A Super Bowl commercial for ecommerce platform Temu depicts a woman scoring outrageously cheap deals, including a $9.99 red evening gown. “Shop like a billionaire,” the ad says.
It turns out American consumers worried about inflation enjoy Temu bestsellers like ~$10 Lenovo earbuds and ~$3 sunglasses.
It’s now the most-downloaded app in the US, with 24m downloads since its September launch and 11m+ monthly active users, per CNN.
Why’s it so cheap?
Temu is based in Boston, but owned by China’s PDD Holdings Inc. PDD also owns Pinduoduo, a shopping platform with ~900m users, and generated $14.7B in 2021 revenue.
As such, it can cut out the middleman and ship directly from China, with no need for US warehouses, in ~7-15 days, per Wired.
Temu drives prices even lower with perks like free shipping and referral-based discounts, but it’s unclear if that’s sustainable.

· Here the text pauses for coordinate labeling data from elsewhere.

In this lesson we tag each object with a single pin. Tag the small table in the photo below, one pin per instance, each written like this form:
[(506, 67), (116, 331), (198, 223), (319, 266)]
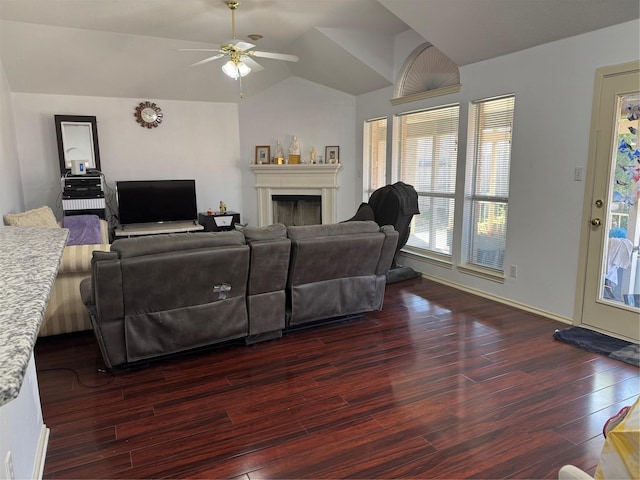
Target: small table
[(218, 221)]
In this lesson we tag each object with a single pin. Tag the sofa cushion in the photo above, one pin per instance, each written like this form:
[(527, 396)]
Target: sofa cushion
[(364, 213), (38, 217), (173, 242), (270, 232), (296, 233)]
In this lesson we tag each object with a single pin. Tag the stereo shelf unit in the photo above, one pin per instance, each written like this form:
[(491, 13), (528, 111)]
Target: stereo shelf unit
[(83, 195)]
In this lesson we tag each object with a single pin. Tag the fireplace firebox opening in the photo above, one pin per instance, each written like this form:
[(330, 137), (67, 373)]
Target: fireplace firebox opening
[(294, 210)]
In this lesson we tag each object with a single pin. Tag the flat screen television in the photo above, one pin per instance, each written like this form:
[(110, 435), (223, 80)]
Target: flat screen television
[(156, 201)]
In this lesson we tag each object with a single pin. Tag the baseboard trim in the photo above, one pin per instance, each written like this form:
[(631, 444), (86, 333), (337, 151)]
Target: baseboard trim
[(41, 453), (504, 301)]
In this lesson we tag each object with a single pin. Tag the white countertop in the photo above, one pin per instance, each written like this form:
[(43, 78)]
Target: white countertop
[(29, 260)]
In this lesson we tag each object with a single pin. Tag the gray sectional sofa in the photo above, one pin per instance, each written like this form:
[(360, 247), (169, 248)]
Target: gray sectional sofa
[(158, 295)]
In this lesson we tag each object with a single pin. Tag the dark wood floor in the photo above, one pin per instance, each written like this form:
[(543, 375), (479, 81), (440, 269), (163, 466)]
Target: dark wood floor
[(439, 384)]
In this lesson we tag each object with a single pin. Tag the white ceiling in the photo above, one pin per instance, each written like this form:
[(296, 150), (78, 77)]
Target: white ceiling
[(129, 48)]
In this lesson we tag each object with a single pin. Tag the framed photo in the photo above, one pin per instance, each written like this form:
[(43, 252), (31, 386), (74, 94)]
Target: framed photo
[(263, 154), (332, 155)]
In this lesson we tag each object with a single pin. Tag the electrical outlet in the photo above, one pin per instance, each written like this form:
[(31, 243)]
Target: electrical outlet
[(8, 467)]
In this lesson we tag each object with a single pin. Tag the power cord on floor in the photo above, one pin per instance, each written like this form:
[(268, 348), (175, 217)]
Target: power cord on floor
[(80, 382)]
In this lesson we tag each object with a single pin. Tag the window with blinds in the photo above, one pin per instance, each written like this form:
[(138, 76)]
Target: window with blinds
[(426, 159), (375, 155), (491, 123)]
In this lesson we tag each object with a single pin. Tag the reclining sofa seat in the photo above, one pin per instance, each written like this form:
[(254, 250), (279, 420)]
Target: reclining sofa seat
[(153, 296), (337, 269)]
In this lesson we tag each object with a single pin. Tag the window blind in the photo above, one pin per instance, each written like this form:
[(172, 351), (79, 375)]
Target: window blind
[(488, 203), (375, 155), (426, 159)]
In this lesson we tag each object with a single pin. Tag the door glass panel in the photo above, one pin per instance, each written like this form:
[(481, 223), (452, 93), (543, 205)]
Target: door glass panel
[(621, 275)]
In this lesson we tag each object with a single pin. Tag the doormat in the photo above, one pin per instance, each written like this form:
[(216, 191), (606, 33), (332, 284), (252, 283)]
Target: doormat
[(599, 343)]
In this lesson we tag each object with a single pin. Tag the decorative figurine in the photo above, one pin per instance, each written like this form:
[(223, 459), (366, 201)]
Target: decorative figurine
[(278, 156), (294, 151)]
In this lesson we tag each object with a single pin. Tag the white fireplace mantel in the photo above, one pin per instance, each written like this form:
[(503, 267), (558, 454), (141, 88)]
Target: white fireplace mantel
[(301, 179)]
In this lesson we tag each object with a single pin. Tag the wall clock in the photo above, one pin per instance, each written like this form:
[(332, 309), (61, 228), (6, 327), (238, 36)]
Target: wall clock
[(148, 115)]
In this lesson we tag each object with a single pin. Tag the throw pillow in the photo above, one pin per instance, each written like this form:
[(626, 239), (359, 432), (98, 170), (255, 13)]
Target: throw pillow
[(38, 217), (270, 232), (83, 229)]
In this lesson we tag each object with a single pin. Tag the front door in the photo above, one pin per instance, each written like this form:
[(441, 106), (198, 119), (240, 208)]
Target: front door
[(611, 296)]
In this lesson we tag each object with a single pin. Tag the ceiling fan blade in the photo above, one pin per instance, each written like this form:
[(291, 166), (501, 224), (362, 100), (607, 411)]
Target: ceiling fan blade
[(275, 56), (207, 60), (217, 49), (252, 64)]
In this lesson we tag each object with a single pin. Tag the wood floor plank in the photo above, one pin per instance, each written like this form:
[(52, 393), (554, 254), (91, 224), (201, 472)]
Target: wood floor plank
[(438, 384)]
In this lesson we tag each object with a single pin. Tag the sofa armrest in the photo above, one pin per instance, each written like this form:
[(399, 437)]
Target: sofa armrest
[(77, 258), (269, 265)]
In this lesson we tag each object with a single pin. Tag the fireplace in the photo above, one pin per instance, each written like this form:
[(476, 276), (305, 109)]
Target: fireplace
[(296, 180), (295, 210)]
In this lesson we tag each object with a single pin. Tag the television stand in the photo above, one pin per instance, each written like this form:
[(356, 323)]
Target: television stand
[(140, 229)]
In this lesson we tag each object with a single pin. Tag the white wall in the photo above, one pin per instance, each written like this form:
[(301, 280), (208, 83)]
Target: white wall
[(195, 140), (553, 86), (22, 431), (11, 200), (319, 117)]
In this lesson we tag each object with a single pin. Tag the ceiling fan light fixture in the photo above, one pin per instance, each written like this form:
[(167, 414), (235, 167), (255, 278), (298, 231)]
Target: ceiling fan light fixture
[(236, 69)]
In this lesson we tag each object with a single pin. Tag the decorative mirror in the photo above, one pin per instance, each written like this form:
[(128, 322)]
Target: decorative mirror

Some analysts think it may be subsidizing customers to gain users.
Is the stuff any good?
At first blush, Temu looks kind of like Wish, whose products are often so bad it’s become a meme.
The influencers with whom Temu has partnered may declare everything in their hauls as “sooooo cute,” but other creators have noted a mix of good and meh products, longer shipping times, and damaged or incorrect items.
It’s also racked up 127 complaints on the Better Business Bureau website, where its rating is a measly 1.8 stars.
Meanwhile, in China, the deaths of two Pinduoduo workers have led many to call for a boycott — which is reminiscent of Shein, another fast-fashion, bargain app under fire for labor and environmental concerns.